Citrus aurantium (bitter orange) is an herbal medicine collected in the Chinese Pharmacopoeia, and its medicinal source is the dried fruit of the Rutaceae plant lime and its cultivars. The green peel is harvested in July, cut in half from the middle, and dried in the sun or at a low temperature. Citrus aurantium is bitter, acrid, sour, and warm and has the functions of regulating qi and unblocking the stomach, promoting qi, and stopping bloating. It is mainly used to treat diseases such as qi stagnation in the chest, distending pain, undissolved food accumulation, phlegm-rheum collecting internally, gastroptosis, anus prolapse, uterine prolapse, etc. Citrus aurantium is produced in many places in China, mainly in Hunan and Jiangxi provinces. Specifically, Citrus aurantium from Xingan County, Jiangxi Province, is also known as Shangzhou Citrus aurantium and Sanhu Citrus aurantium, with the characteristics of thick pulp, eversion like raspberry, and many orange petals. Its medicinal ingredients are better than other varieties, and it is listed as a protected product of China’s National Geographical Indication . With the development of the Citrus aurantium industry, the variety of the diseases and pests of Citrus aurantium has increased and the degree of damage has worsened. It is urgently needed to find ways to quickly and accurately diagnose Citrus aurantium diseases and take corresponding control measures.
In terms of diseases and pests detection, the commonly used method is to manually identify with the naked eye by agricultural experts. This method can compare plant insect and pest samples based on external characteristics, such as shape, color, etc., to obtain identification results. However, because manual identification has certain limitations and subjectivity, and humans cannot continuously work for a long time, the accuracy of manual identification is low, and it is labor-intensive.
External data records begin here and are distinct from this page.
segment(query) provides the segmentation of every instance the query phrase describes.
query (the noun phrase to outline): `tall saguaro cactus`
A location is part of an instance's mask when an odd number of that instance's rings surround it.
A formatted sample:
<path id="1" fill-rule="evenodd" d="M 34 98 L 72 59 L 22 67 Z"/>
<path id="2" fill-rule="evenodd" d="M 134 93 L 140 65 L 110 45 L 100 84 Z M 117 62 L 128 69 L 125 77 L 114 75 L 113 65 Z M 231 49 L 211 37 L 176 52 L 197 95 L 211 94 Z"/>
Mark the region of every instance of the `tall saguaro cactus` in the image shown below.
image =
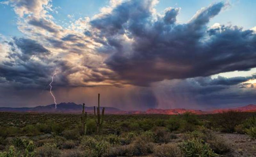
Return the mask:
<path id="1" fill-rule="evenodd" d="M 83 111 L 82 112 L 82 127 L 83 127 L 83 134 L 84 135 L 86 133 L 85 125 L 87 120 L 87 113 L 84 113 L 84 104 L 83 104 Z"/>
<path id="2" fill-rule="evenodd" d="M 102 113 L 101 113 L 101 118 L 100 117 L 100 94 L 98 94 L 98 107 L 97 107 L 97 117 L 96 117 L 96 112 L 95 109 L 95 106 L 93 106 L 94 108 L 94 117 L 95 119 L 95 121 L 97 125 L 97 133 L 99 134 L 100 132 L 100 128 L 102 125 L 103 123 L 103 118 L 104 117 L 104 111 L 105 110 L 105 107 L 103 107 L 102 110 Z"/>

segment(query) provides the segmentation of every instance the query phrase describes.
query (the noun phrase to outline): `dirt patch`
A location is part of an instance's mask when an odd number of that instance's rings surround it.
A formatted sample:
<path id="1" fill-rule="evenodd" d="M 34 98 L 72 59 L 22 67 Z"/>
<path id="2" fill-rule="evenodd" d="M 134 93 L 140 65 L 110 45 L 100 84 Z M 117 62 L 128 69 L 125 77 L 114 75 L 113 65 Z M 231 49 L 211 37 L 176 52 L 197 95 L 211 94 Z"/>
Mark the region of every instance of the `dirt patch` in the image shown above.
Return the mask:
<path id="1" fill-rule="evenodd" d="M 256 140 L 247 135 L 219 133 L 230 146 L 231 152 L 226 156 L 256 156 Z"/>

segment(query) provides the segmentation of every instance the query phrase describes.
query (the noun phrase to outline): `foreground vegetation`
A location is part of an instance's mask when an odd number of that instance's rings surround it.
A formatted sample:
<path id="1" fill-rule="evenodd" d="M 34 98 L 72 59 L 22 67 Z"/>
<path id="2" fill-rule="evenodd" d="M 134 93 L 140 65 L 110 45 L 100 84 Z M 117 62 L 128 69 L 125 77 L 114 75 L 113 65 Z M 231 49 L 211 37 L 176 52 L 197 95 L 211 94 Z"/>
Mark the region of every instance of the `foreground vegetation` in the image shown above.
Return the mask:
<path id="1" fill-rule="evenodd" d="M 107 115 L 100 125 L 90 114 L 1 113 L 0 157 L 229 156 L 216 133 L 255 138 L 255 115 Z"/>

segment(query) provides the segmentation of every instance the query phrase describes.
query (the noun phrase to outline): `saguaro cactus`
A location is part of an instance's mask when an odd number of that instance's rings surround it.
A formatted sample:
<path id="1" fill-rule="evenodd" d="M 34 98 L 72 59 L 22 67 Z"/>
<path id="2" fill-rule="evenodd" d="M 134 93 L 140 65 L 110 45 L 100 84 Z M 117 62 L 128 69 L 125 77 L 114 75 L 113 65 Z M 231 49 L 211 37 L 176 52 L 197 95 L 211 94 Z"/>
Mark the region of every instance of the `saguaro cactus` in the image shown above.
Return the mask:
<path id="1" fill-rule="evenodd" d="M 82 127 L 83 127 L 83 134 L 84 135 L 86 133 L 85 125 L 87 120 L 87 113 L 84 113 L 84 104 L 83 104 L 83 111 L 82 112 Z"/>
<path id="2" fill-rule="evenodd" d="M 102 110 L 102 113 L 101 114 L 101 119 L 100 118 L 100 94 L 98 94 L 98 107 L 97 107 L 97 117 L 96 117 L 96 113 L 95 109 L 95 106 L 93 106 L 94 108 L 94 117 L 95 119 L 95 122 L 97 125 L 97 133 L 99 134 L 100 132 L 100 128 L 101 127 L 103 122 L 103 120 L 104 117 L 104 111 L 105 110 L 105 107 L 103 107 Z"/>

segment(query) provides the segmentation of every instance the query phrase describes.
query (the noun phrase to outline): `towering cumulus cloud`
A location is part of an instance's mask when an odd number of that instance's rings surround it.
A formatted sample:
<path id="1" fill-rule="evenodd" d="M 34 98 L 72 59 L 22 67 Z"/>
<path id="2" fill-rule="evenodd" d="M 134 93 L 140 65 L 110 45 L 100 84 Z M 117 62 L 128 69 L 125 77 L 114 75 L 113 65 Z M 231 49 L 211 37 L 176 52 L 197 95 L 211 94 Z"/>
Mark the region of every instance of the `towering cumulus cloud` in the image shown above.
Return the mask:
<path id="1" fill-rule="evenodd" d="M 106 99 L 107 105 L 129 109 L 207 108 L 256 100 L 255 75 L 212 77 L 256 67 L 255 29 L 209 26 L 228 3 L 212 4 L 181 23 L 180 8 L 167 7 L 160 14 L 155 8 L 158 2 L 112 0 L 100 13 L 68 27 L 54 19 L 51 1 L 5 3 L 18 15 L 24 35 L 0 36 L 0 92 L 6 87 L 45 89 L 58 72 L 55 94 L 66 94 L 58 99 L 62 101 L 91 102 L 89 96 L 99 90 L 112 100 Z"/>
<path id="2" fill-rule="evenodd" d="M 176 23 L 179 8 L 168 8 L 163 15 L 154 14 L 153 2 L 124 3 L 91 22 L 107 40 L 102 49 L 114 52 L 106 63 L 123 79 L 148 86 L 164 79 L 209 76 L 256 66 L 252 31 L 206 26 L 227 4 L 202 9 L 187 23 L 180 24 Z"/>

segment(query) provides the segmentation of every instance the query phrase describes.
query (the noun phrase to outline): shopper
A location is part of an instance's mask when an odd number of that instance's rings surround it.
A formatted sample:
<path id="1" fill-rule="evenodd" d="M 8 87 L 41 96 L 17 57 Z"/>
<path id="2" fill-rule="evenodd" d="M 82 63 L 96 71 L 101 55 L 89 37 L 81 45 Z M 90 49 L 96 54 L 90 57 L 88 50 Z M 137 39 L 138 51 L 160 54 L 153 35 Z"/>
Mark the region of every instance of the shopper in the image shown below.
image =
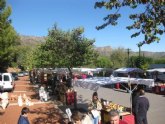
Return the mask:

This has led to the contradiction between the growing demand for identification of crop diseases and pests and the shortage of identification staff in China . For this reason, researchers have put forward a method for the identification of Citrus aurantium pests by combining computer technology and image processing technology. So far, the research fields related to crop disease image recognition have made some progress and achieved many research results. The existing research results include the proposal of pest identification method based on deep learning , machine vision , and spatial pyramid pooling .
At present, most of the image features are extracted by artificial design or through spectral discrimination. However, the traditional identification methods of Citrus aurantium diseases and pests are prone to convergence during the running process, resulting in low accuracy of identification. Different environmental conditions have a great impact on the recognition results, and the robustness and accuracy are poor. To this end, this study introduces a DCNN algorithm. The DCNN algorithm is a combination of the deep learning algorithm and the convolutional neural network (CNN) algorithm, which solves the problem that the traditional CNN is prone to convergence and falls into local minimum points during the propagation process. In the DCNN algorithm, deep learning technology is used to automatically extract features of the images. The application of DCNN method to the identification of Citrus aurantium diseases and pests can improve the identification efficiency and provide effective technical support for the control of Citrus aurantium diseases and pests.
2. Experimental Materials and Methods
2.1. Acquiring the Images of Citrus Aurantium Diseases and Pests
Firstly, the test object of Citrus aurantium was selected. Then, under natural lighting conditions, CCD cameras were to collect the images of Citrus aurantium diseases and pests under three automatic exposure modes with image resolution of 2048 × 1536, 1600 × 1200, and 1024 × 768, respectively. The images were saved in the unity environment in the same format. The specific steps of acquiring the images of Citrus aurantium diseases and pests are shown in Figure 1.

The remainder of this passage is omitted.